Viel Geld für Wartehalle

 Viel Geld in die Hand nehmen muss die Stadt auch beim Bahnhof. Nachdem die Stadt bereits 2015 95.000 Euro für die öffentliche Bereitstellung der Wartehalle gezahlt hat, fallen heuer dafür noch einmal 200.000 Euro an.

Auf der To-Do-Liste der Stadt steht 2016 auch die restlichen Sanierungsarbeiten des Schlichthauses. Dafür gibt die Stadt heuer 95.000 Euro aus. „Im Juni, Juli ist es fix und fertig“, kündigte Iacob an. Dann sei das Gebäude „ein bewohnbarer Raum“, der auf dem jetzigen Stand der Technik sei. Hierher werden die Bewohner des Sozialbaus in der Kagerstraße ziehen, damit das Haus in der Kagerstraße abgerissen und neu gebaut werden kann (der Kreisbote berichtete darüber).

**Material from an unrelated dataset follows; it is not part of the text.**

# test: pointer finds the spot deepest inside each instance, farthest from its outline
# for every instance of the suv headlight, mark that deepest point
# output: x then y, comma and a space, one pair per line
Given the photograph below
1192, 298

In diesem Jahr wird die Grund- und Mittelschule die Stadt beschäftigen. Wie hoch die Sanierungskosten dafür sein werden, könne man jetzt aber „noch nicht sagen“, so Rösler. Deshalb habe er bisher nur die Planungskosten, neue Schränke, eine Kehrmaschine, Schulausstattung und eine „FI-Schaltung“ für insgesamt 47.000 Euro eingeplant.

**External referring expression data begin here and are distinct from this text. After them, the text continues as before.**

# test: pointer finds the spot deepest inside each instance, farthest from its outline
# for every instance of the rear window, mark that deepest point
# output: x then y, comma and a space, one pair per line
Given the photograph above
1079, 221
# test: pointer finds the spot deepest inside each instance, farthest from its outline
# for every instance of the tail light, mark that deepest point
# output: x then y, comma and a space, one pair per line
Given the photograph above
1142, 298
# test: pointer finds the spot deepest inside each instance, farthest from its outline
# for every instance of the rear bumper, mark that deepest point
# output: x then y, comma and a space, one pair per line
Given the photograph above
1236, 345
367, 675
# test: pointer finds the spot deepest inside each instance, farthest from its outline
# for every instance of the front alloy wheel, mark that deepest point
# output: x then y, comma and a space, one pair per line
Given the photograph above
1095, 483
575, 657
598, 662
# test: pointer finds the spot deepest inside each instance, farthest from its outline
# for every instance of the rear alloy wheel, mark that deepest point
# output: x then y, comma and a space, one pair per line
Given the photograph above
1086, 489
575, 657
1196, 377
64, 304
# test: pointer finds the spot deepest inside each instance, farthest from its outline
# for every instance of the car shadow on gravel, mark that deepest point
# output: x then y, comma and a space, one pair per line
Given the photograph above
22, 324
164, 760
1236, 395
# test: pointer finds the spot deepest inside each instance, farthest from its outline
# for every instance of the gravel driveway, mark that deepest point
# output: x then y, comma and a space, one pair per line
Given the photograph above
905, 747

Für den Ausbau des Ziegelbergwegs und die Erschließung des W20 muss die Stadt nach Abzug der Erschließungsbeiträge noch 143.750 Euro ausgeben. Für die Fläche zwischen Theresienhof und Sparkasse sowie die Zuschüsse für die Querungshilfe am Walderlebniszentrum hat Rösler insgesamt 70.000 Euro eingeplant.

Helme für Feuerwehr

 Zudem hat der Kämmerer Ausgaben für die Feuerwehren vorgesehen. Derzeit geht die Stadtverwaltung alle Feuerwehren durch, um zu ermitteln wann was ersetzt werden muss, informierte Iacob. Für die Feuerwehr Füssen sind Ausgaben von 51.300 Euro nach Abzug der Zuschüsse geplant. Ausgegeben wird das Geld für die Anzahlung eines neuen Fahrzeugs, Helme und den Digitalfunk. Für neue Ausrüstung der Feuerwehren in Hopfen und Weißensee gibt die Stadt insgesamt 17.700 Euro aus.

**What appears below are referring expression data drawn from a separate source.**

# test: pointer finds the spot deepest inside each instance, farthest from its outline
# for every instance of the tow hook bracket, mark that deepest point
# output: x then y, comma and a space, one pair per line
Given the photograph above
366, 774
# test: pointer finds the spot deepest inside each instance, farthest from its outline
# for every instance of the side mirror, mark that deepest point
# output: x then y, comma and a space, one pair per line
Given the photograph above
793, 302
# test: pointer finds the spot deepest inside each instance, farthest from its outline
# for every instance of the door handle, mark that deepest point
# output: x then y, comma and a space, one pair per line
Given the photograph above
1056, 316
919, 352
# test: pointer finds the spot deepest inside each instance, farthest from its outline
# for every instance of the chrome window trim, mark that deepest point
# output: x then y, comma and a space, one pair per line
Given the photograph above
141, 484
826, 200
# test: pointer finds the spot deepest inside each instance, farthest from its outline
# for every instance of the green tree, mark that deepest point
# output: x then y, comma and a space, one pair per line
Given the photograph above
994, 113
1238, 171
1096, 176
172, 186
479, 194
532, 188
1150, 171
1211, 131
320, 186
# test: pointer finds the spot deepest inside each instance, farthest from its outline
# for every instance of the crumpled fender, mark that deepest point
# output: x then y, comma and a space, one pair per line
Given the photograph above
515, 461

Ein ganz großer Brocken von 338.000 Euro steht hier 2018 an. Denn dann brauche die Feuerwehr in Hopfen ein neues Fahrzeug, so Iacob. Daneben bezuschusst die Stadt die Rettungswache der Bergwacht Füssen mit 75.000 Euro und die Beschneiungsanlagen am Tegelberg mit 40.000 Euro. Für eine neue Heizungsanlage und eine neue Software im Bauhof investiert die Stadt zudem 90.000 Euro.

Straßenlaternen umrüsten 

Aus Altersgründen, so der Kämmerer, muss die Stadt außerdem einen neuen Streuer und Schneepflug für insgesamt 48.000 Euro anschaffen. Daneben plant Rösler 2016 für die Umrüstung der Straßenlaternen auf LED 50.000 Euro ein. Ein Teil der Lampen wurden schon im Weidach ersetzt. Wenn man dort fertig ist, sei die Sebastianstraße dran. Dort stehen die ältesten Straßenlaternen Füssens, so Rösler.

Für die Spielplätze hat die Stadt heuer nur 5000 Euro in den Haushaltsplan eingestellt. Denn aus den Vorjahren stehen dafür noch Reste von 84.000 Euro zur Verfügung, so Rösler. Davon soll 2016 der Spielplatz an der Kindertagesstätte in Hopfen aufgerüstet werden und vielleicht noch der Spielplatz im Venetianerwinkel, meinte Iacob.

Für das Bauamt wird die Stadt 2016 für neue Schränke, Software, PCs und Drucker 5600 Euro ausgeben.